Corporate sponsorship of computer science conferences: trends, structural insights, and a novel approach to ranking conferences
Abstract
Corporate sponsorship is increasingly prevalent at computer science conferences. However, a quantitative understanding of this phenomenon has yet to be established, let alone insights into the interplay between academic conferences and sponsoring corporations, or how to leverage it. To fill these gaps, this study first explores the landscape of corporate sponsorship across a wide range of high-profile computer science conferences, shedding light on its evolution over a 25-year period from 2000 to 2024. The complex and expansive relationships between these conferences and their corporate sponsors are then systematically organized into a network for structural analysis and conference evaluation.
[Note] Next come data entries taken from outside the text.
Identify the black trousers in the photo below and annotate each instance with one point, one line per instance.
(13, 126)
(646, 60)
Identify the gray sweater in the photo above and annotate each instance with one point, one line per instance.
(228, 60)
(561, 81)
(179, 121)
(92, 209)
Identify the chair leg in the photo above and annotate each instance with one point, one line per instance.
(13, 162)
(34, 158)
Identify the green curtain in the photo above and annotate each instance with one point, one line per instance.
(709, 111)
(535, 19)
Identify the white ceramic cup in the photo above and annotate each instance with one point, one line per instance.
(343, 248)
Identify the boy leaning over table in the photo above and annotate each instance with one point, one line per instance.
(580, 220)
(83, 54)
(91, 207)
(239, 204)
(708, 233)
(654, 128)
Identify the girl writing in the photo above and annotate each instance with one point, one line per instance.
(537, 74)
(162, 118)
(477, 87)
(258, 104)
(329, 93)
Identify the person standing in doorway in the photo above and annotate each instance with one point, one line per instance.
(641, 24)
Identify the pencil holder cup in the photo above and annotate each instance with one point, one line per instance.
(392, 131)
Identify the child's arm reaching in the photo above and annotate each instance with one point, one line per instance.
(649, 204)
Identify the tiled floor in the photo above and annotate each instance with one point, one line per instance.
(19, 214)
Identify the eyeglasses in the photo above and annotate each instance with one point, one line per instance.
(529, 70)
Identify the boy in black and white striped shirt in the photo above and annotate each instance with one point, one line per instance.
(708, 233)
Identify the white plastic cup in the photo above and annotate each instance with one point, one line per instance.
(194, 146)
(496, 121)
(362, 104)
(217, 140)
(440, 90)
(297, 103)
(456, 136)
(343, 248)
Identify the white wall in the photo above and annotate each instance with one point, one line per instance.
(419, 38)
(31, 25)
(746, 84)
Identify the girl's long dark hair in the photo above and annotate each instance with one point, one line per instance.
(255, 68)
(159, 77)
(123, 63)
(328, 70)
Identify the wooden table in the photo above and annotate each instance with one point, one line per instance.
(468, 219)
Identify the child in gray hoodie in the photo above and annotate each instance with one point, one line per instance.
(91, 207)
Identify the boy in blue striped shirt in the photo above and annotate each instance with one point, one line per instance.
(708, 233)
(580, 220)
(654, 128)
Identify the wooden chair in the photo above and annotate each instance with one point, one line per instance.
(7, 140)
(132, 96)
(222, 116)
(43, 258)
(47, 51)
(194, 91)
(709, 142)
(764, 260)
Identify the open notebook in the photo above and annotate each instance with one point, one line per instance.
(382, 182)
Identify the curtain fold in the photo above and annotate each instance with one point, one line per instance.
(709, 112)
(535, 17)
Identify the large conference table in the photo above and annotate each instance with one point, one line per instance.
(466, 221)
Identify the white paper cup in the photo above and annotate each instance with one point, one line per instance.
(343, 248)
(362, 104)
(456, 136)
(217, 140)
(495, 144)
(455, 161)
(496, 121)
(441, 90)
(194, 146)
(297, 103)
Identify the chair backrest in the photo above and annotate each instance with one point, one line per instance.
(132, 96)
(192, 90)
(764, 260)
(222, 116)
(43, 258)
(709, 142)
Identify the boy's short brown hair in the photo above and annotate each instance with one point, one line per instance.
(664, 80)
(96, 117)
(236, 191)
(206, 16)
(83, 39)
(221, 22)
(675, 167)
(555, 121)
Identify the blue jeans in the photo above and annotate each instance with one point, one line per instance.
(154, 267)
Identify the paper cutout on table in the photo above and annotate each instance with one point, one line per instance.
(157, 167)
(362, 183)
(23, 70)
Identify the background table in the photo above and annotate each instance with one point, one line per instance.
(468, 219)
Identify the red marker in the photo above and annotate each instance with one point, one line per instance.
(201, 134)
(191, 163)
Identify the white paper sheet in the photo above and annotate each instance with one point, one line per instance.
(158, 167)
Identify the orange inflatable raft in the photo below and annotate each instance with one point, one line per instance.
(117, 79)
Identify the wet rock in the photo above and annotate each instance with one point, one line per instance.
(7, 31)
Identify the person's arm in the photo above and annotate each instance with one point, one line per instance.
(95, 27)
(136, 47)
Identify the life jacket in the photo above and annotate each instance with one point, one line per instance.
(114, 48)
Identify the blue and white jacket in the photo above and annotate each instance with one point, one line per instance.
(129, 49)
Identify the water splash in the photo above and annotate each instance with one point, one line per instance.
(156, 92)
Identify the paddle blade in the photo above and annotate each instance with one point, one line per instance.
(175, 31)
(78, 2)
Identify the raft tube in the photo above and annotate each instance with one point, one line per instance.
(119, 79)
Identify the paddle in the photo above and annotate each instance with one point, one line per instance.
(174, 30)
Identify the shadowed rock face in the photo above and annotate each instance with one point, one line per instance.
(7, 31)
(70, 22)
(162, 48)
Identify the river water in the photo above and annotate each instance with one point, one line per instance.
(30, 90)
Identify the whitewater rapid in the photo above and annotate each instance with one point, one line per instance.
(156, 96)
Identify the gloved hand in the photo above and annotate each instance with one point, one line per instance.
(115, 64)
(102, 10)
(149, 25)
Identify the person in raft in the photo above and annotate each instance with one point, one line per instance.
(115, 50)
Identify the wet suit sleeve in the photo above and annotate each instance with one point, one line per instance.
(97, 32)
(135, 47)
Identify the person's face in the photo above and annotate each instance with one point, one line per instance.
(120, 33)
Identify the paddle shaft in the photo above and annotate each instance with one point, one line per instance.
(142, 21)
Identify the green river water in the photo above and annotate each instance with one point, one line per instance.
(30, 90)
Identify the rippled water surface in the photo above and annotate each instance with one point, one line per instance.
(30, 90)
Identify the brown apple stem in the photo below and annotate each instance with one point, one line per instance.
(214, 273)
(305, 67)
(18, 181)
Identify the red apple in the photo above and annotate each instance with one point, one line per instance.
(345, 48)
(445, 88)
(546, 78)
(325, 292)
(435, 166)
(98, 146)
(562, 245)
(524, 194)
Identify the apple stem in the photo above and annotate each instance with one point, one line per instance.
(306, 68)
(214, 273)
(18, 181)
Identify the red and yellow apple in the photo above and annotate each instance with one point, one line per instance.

Specifically, after modularity optimization, the network's topological properties are analyzed to identify key conferences and corporations that shape the overall structure, connectivity, and functionality. More importantly, this study makes the first attempt to employ a conference-corporation sponsorship network, along with a network-based ranking algorithm, to evaluate computer science conferences, introducing a new perspective on assessing their quality or reputation from the standpoint of corporate sponsorship. The proposed evaluation approach is benchmarked against three popular ranking systems, demonstrating not only its practical usefulness but also its unique ability to highlight the disparity in the attention that academia and industry direct to different fields of computer science. This paper has significant implications for scholarly communication in computer science, particularly as industry has become the primary consumer of academic research in the discipline.